Hace un movimiento rápido y me agarra del cuello con una mano. Comienza a apretar. Noto que mi respiración se corta, pero llevo las manos a su brazo y le araño con mis uñas rotas. Le araño una, otra y otra vez hasta que le hago cortes. Su fuerza disminuye y entonces le doy un puñetazo en el estómago. Para de apretar, pero trata de pegarme. Muevo rápido la cabeza y le muerdo el brazo con todas mis fuerzas.
Grita.
Paro de morderle, pero pongo mi mano en su garganta y aprieto. Noto como se desespera al no poder respirar.
- El pan o te mato - gruño.
Se le llenan los ojos de lágrimas y dice en un hilo de voz:
- Mátame.
Aplasto más su garganta contra el suelo, y el chico mira hacia arriba, hacia el cielo, que como siempre está gris, pero no por las nubes, el cielo simplemente ha adquirido ese color. He oído que antes era azul. Ahora es gris y el sol siempre luce en lo más alto, abrasándonos a todos. De noche el frío lo invade todo.

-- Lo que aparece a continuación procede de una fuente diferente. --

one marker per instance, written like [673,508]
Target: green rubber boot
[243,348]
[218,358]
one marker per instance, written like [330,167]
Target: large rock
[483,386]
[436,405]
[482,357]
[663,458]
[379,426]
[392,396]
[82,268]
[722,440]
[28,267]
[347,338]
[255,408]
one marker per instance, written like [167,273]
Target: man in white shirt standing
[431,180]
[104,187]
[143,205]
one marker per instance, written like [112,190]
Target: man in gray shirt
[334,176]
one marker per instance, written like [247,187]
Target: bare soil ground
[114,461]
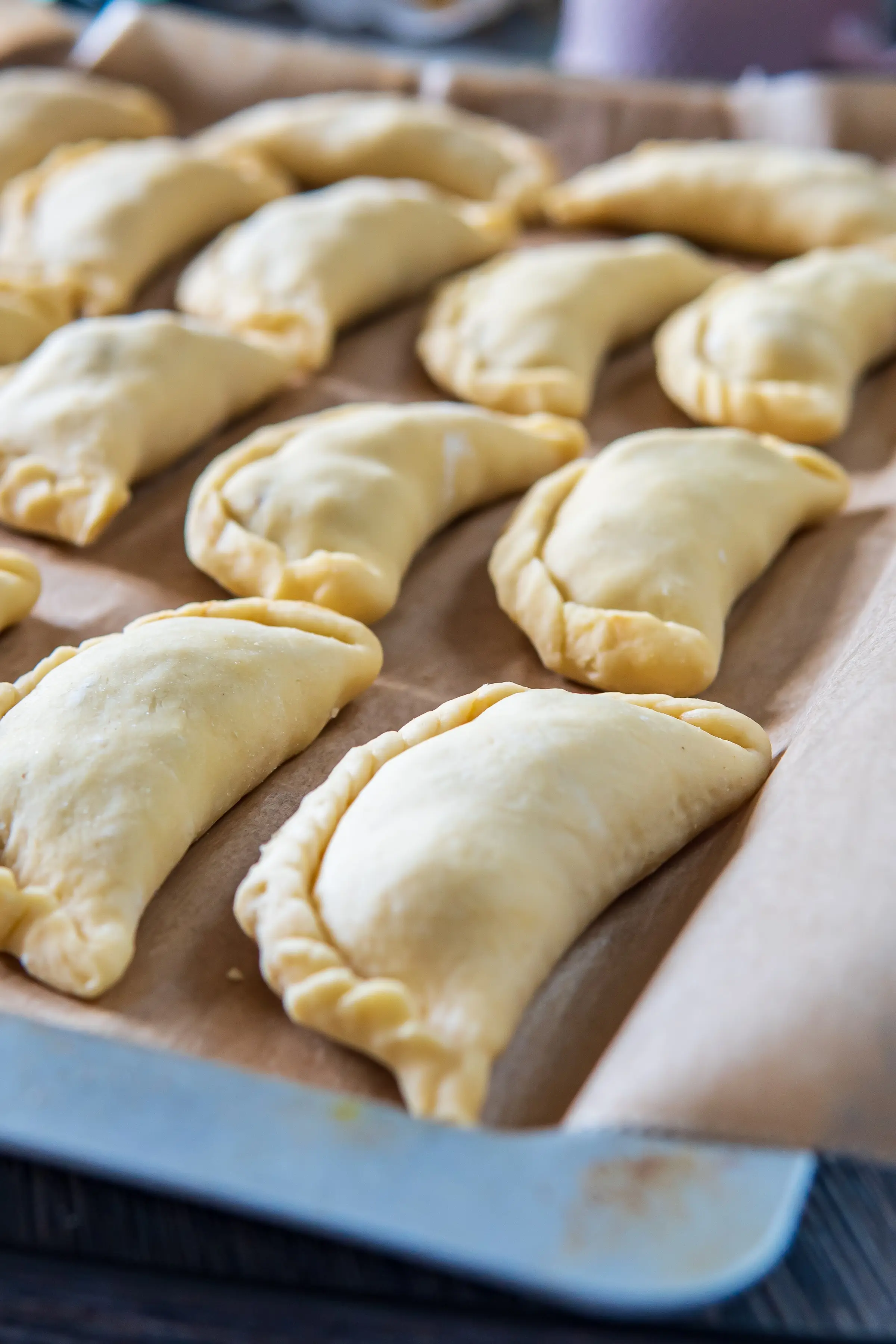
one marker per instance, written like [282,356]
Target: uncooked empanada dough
[115,757]
[624,569]
[754,198]
[418,898]
[103,218]
[305,267]
[781,353]
[332,507]
[29,312]
[42,109]
[531,330]
[19,587]
[108,401]
[326,138]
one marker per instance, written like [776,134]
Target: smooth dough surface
[305,267]
[420,897]
[117,756]
[100,220]
[782,353]
[326,138]
[42,109]
[754,198]
[108,401]
[332,507]
[531,330]
[19,587]
[624,569]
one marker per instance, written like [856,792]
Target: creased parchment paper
[194,984]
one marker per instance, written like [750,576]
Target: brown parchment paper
[447,634]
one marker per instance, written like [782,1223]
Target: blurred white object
[404,21]
[716,40]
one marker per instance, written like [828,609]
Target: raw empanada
[115,757]
[19,587]
[108,401]
[531,330]
[754,198]
[42,109]
[324,138]
[103,218]
[27,315]
[332,507]
[420,897]
[781,353]
[305,267]
[624,569]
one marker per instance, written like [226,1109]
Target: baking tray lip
[601,1221]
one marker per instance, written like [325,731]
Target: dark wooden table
[84,1260]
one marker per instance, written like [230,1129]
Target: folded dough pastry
[754,198]
[19,587]
[420,897]
[531,330]
[103,218]
[332,507]
[115,757]
[781,353]
[108,401]
[324,138]
[305,267]
[29,312]
[42,109]
[624,569]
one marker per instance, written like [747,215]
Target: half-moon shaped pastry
[103,218]
[530,331]
[624,569]
[29,312]
[108,401]
[754,198]
[326,138]
[303,268]
[334,507]
[19,587]
[781,353]
[418,898]
[117,756]
[42,109]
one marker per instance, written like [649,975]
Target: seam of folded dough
[276,905]
[22,908]
[499,334]
[613,650]
[805,410]
[246,562]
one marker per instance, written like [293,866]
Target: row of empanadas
[332,507]
[531,330]
[303,268]
[108,401]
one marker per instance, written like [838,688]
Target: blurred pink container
[715,40]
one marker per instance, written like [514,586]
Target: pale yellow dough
[19,587]
[624,569]
[418,898]
[108,401]
[117,756]
[326,138]
[29,312]
[42,109]
[782,353]
[303,268]
[754,198]
[100,220]
[334,507]
[531,330]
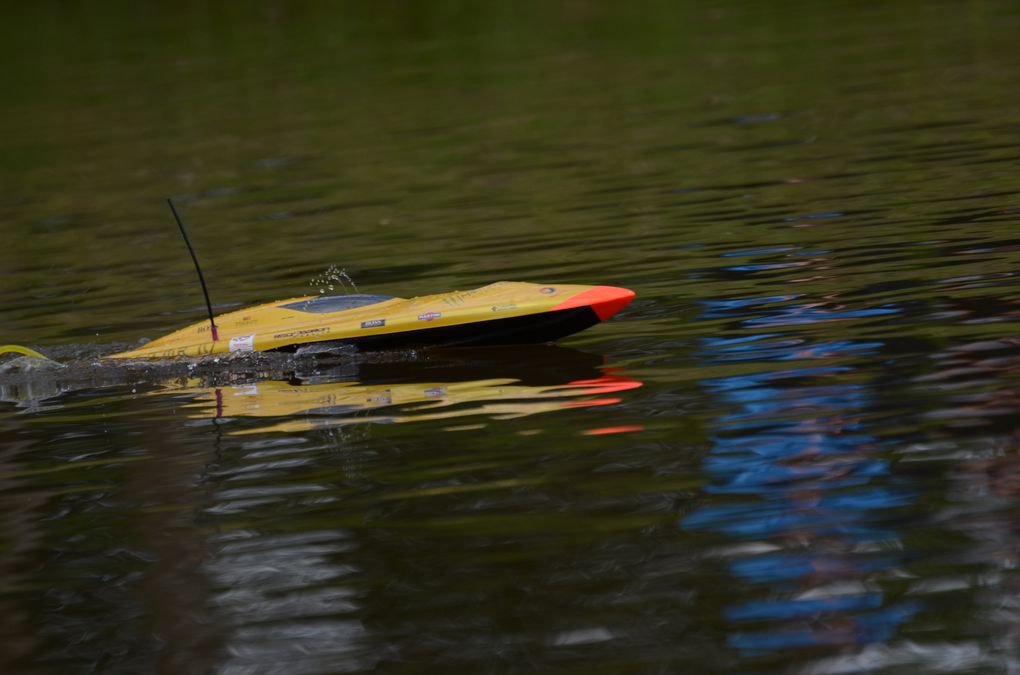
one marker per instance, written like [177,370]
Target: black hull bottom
[528,329]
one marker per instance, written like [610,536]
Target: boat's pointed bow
[604,300]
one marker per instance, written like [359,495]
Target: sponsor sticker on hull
[301,333]
[243,344]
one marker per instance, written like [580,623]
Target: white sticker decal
[243,344]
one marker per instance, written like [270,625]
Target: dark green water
[797,451]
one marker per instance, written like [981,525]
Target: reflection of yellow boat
[334,404]
[503,313]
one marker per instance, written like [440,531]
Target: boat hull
[503,313]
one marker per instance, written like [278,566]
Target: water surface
[795,452]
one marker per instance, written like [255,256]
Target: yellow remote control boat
[503,313]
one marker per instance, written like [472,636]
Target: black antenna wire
[198,268]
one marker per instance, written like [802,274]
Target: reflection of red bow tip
[590,403]
[606,430]
[606,384]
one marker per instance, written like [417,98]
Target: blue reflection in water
[794,466]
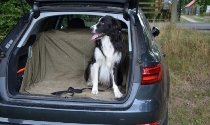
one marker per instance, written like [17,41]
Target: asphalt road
[198,26]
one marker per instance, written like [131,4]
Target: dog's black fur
[111,27]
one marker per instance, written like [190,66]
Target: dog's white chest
[107,55]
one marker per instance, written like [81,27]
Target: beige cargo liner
[58,60]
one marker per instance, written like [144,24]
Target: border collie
[104,67]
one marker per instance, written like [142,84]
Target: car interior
[55,56]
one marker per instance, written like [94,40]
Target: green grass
[197,18]
[187,54]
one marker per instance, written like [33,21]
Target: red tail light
[151,75]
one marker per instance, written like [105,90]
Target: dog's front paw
[118,94]
[94,91]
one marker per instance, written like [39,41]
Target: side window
[148,33]
[146,28]
[64,23]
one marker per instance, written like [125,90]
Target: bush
[207,14]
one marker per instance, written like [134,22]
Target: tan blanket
[59,58]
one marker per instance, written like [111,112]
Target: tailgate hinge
[36,10]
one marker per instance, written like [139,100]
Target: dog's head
[106,25]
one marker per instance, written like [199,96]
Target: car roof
[132,3]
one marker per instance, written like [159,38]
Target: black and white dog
[104,66]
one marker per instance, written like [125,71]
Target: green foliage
[10,13]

Entonces un ruido lejano envuelve la ciudad. Dejo de apretar la garganta del chaval porque el ruido me saca de mi realidad. Le oigo toser, e intenta decirme algo pero la tos consigue que calle. De todas maneras no le iba a escuchar porque el ruido me tiene absorta. Solo he escuchado ese tipo de ruido un par de veces en mi vida y vino acompañado de unos objetos voladores que surcan el cielo como buitres, pero son objetos, no animales.
- Helicópteros… - susurra el chico. Giro mi cabeza ante la palabra desconocida y le veo mirando al cielo.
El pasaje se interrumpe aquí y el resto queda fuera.